Finding hardness of Gap-Hamming in the Cell probe model via reduction to $(1/\varepsilon,n)$-Disjointness.
- I.e., If we solve Gap-Hamming, we solve $(1/\varepsilon,n)$-Disjointness.
- Nearest Neighbor:
  - Given points $S={x_1,\dots,x_n}$ in the hamming cube $H^d={0,1}^d$ ($d$ roughly $\Omega(\sqrt{n})$).
  - Build a structure $D$ such that given a point $x\in H^d$ find the closest point in $S$ to $x$ using $D$.
- $(1/\varepsilon,n)$-Disjointness: Are sets disjoint with size $1/\varepsilon$ and $n$.
- Solve $(1/\varepsilon,n)$-Disjointness with Gap Hamming
- Easy reduction:
  - Map to $2n$ dimensional hypercube ${0,1}^{2n}$.
  - Alice has a set of size $1/\varepsilon$ from universe of dimension $2n$.
  - Alice maps her input set $S$ to the characteristic vector in ${0,1}^{2n}$.
  - Bob maps his input set $T$ to the point set ${ e_i\mid i\in T}$ where $e_i$ is the characteristic vector of the singleton set.
  - If $S,T$ are disjoint then the query has distance $1/\varepsilon +1$ distance from every point.
  - If they are not disjoint, there exists a point that has distance at most $1/\varepsilon -1$.
  - Both are easy to see.

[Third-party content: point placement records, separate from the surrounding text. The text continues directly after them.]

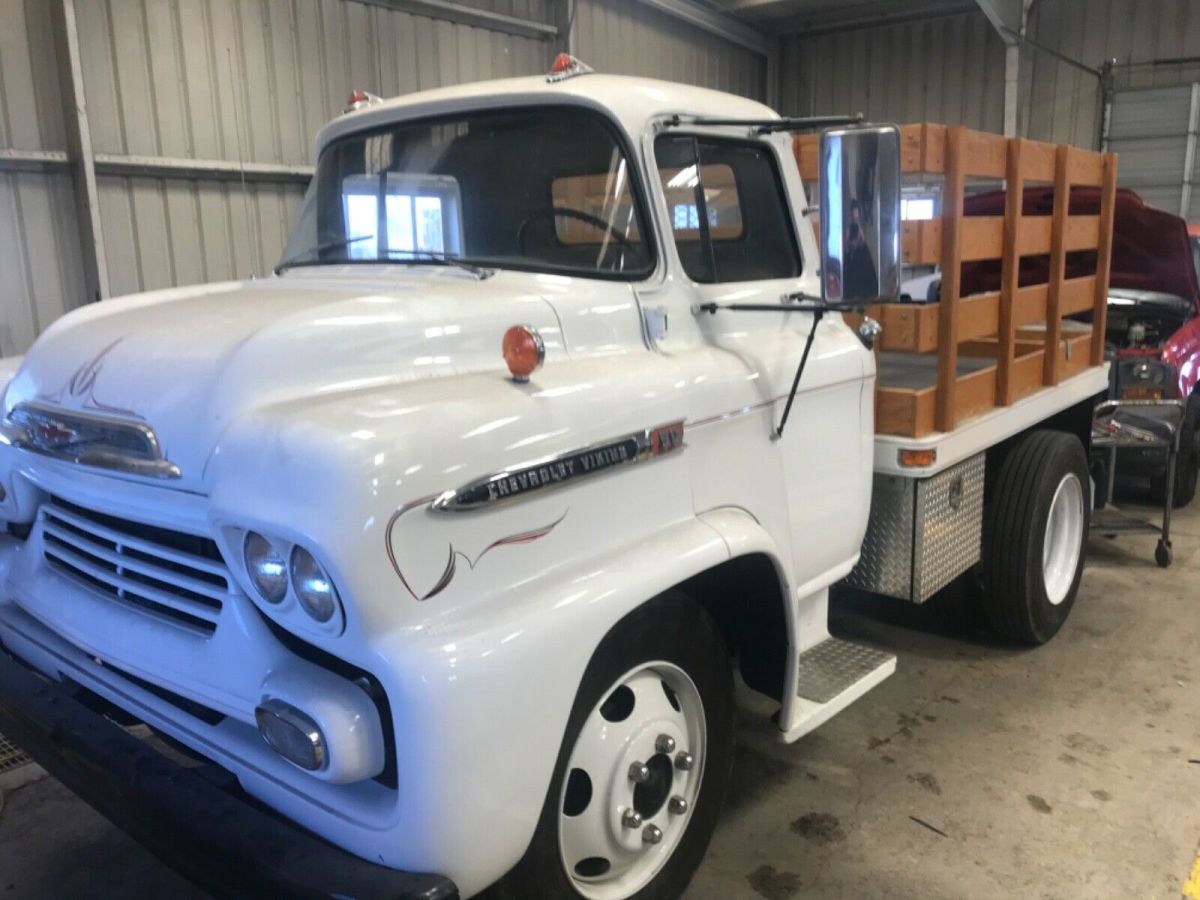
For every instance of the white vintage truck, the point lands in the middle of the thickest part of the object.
(431, 557)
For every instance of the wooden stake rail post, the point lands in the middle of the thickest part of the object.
(1019, 327)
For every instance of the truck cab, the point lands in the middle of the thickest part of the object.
(443, 540)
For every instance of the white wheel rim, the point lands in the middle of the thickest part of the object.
(605, 750)
(1065, 539)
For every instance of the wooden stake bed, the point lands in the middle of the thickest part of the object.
(942, 363)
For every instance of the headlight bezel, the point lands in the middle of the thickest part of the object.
(288, 612)
(306, 583)
(265, 547)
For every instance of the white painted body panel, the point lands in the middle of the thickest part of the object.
(327, 406)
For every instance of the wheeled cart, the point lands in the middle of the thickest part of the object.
(1137, 424)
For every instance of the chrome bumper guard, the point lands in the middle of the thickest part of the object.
(223, 844)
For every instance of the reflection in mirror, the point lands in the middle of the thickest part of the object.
(861, 214)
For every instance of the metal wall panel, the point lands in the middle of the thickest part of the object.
(30, 102)
(41, 269)
(629, 37)
(165, 232)
(948, 69)
(192, 79)
(252, 79)
(1150, 131)
(1060, 102)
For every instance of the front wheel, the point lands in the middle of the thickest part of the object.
(643, 766)
(1036, 527)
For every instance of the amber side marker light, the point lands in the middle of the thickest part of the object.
(917, 459)
(523, 352)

Remember that $\lvert S\rvert = 1/\varepsilon$, i.e., Alice has a vector of hamming weight $1/\varepsilon$.
  - Having overlap, means that there exists an $e_i$ where the corresponding value is also 1. Looking at the distance, we have $\sum_{i\in S} 1\leq \lvert S\rvert -1 = 1/\varepsilon -1$.
  - Thus we reduce to Gap-Hamming with $1/\varepsilon+1$ vs $1\geq 1/\varepsilon-1$ (notice that this is the smallest increase, hence it holds for all reasonable gaps).

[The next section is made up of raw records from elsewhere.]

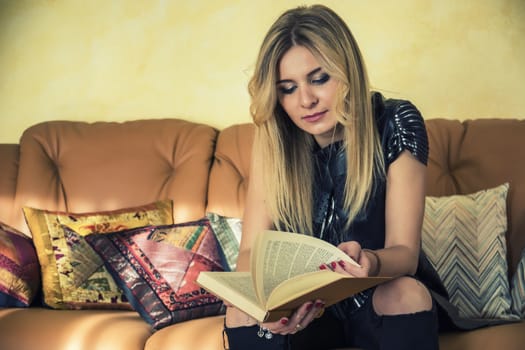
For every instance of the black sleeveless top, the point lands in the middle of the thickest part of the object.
(401, 127)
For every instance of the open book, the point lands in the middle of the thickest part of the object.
(284, 275)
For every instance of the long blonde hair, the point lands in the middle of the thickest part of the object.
(286, 150)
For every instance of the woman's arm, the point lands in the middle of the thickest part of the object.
(256, 217)
(404, 211)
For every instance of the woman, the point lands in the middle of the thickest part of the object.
(335, 161)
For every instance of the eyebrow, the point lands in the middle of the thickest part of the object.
(316, 70)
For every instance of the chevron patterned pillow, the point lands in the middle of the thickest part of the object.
(464, 238)
(517, 288)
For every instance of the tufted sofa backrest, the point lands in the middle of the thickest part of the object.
(86, 167)
(465, 157)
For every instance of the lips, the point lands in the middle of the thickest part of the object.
(312, 118)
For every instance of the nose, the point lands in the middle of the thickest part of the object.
(308, 97)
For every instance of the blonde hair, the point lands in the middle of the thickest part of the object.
(286, 150)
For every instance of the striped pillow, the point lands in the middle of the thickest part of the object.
(228, 232)
(517, 288)
(464, 238)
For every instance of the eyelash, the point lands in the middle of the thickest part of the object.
(322, 79)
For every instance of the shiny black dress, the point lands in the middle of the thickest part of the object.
(401, 128)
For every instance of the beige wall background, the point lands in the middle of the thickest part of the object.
(116, 60)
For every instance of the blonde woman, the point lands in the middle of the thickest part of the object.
(333, 160)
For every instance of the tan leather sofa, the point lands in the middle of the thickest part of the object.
(81, 167)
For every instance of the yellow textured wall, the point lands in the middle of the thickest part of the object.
(128, 59)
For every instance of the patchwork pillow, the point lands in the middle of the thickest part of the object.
(464, 239)
(228, 232)
(157, 266)
(517, 288)
(19, 269)
(73, 275)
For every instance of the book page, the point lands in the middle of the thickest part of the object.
(235, 288)
(280, 256)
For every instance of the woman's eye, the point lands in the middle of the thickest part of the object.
(287, 90)
(321, 79)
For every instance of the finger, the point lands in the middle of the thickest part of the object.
(352, 249)
(294, 321)
(315, 312)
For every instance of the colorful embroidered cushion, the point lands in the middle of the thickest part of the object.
(228, 232)
(464, 238)
(157, 266)
(19, 269)
(517, 290)
(73, 275)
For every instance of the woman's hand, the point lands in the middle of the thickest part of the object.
(300, 319)
(354, 251)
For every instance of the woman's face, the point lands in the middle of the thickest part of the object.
(308, 95)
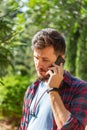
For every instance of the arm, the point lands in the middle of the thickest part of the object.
(77, 117)
(61, 114)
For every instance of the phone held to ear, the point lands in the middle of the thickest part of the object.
(57, 62)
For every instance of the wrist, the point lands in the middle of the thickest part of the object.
(52, 89)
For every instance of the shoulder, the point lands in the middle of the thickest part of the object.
(74, 81)
(32, 88)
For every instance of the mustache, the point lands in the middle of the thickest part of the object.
(42, 70)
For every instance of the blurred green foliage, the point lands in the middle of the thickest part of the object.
(19, 21)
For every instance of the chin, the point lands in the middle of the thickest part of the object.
(42, 77)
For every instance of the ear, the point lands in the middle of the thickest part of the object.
(63, 56)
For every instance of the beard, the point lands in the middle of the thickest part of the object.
(41, 76)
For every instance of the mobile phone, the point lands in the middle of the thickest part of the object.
(59, 60)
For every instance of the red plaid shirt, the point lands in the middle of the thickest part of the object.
(73, 92)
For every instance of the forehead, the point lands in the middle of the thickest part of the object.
(48, 51)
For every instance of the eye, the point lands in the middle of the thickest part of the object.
(45, 60)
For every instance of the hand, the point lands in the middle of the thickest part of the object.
(56, 76)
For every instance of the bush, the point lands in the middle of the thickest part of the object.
(11, 95)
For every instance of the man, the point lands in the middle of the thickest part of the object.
(57, 100)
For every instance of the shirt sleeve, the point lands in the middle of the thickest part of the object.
(78, 117)
(72, 124)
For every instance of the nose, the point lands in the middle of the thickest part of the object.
(39, 63)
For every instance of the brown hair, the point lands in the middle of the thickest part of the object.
(49, 37)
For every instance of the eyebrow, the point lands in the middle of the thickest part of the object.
(43, 57)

  - If we could decide Gap-Hamming in Cell Probe model with these approximation with $w$ word size, $s$ space and $t$ queries then we would have a $t\log s + tw$ communication protocl.
    - This is just Alice queries Bob who has the datastructure $t$ times with cell described by $\log s$.
    - Bob answers $t$ queries with the content of the cell of size $w$.
  - As $(1/\varepsilon,n)$-Disjointness communication has lower bounds of $\delta/\varepsilon \log n$ and $n^{1-2\delta}$.
  - Hence, $t\log s\geq \delta/\varepsilon \log n$ and $tw\geq n^{1-2\delta}$.
- Hardness of high dimensional Gap-Hamming is not very interesting.
- Lemma 6.6:
  - There exists a randomized function $f$ from ${0,1}^{2n}\rightarrow {0,1}^d$ such that for every set $P$ of $n$ points and query $q$ produced by the reduction above, then with probability at least $1-1/n$:
  - If the nearest neighbor distance between $q$ and $P$ is $1/\varepsilon +1$ then the nearest neighbor distance between $f(q)$ and $f(P)$ is at most $\alpha$.
  - If the nearest neighbor distance between $q$ and $P$ is at most $1/\varepsilon -1$ then the nearest neighbor distance between $f(q)$ and $f(P)$ is at most $\alpha(1+h(\varepsilon))$.
  - This map takes $d=\Theta(\varepsilon^{-2}\log n)$ and random inner products with $2n$ bit vectors.
  - In essence, this lemma allows us to reduce the dimension of the easy reduction with some probability.
- Corollary: Every lower bound for $(1/\varepsilon,n)$-Disjointness carries over to the Query-Database problem for the $(1+\varepsilon)$ approximate Nearest Neighbor problem in $d=\Omega(\varepsilon^{-2} \log n)$.
- Corollary: Every datastructure for $(1+\varepsilon)$-approximate nearest neighbor with query time $t=\theta(1)$ and word size $O(n^{1-\delta})$ uses space $s=n^{\Omega(\varepsilon^{-1})}$.
  - Plugging this into our equations gives roughly:
    - $c\log s \geq c'/\varepsilon \log n$ and $cn^{1-\delta}\geq n^{1-2\delta}$.
    - This gives us a bound of $s\geq n^{c'/\varepsilon}$, what the corollary says.
This can be refined to $s=n^{\Omega(\varepsilon^{-2})}$ with a slightly better reduction.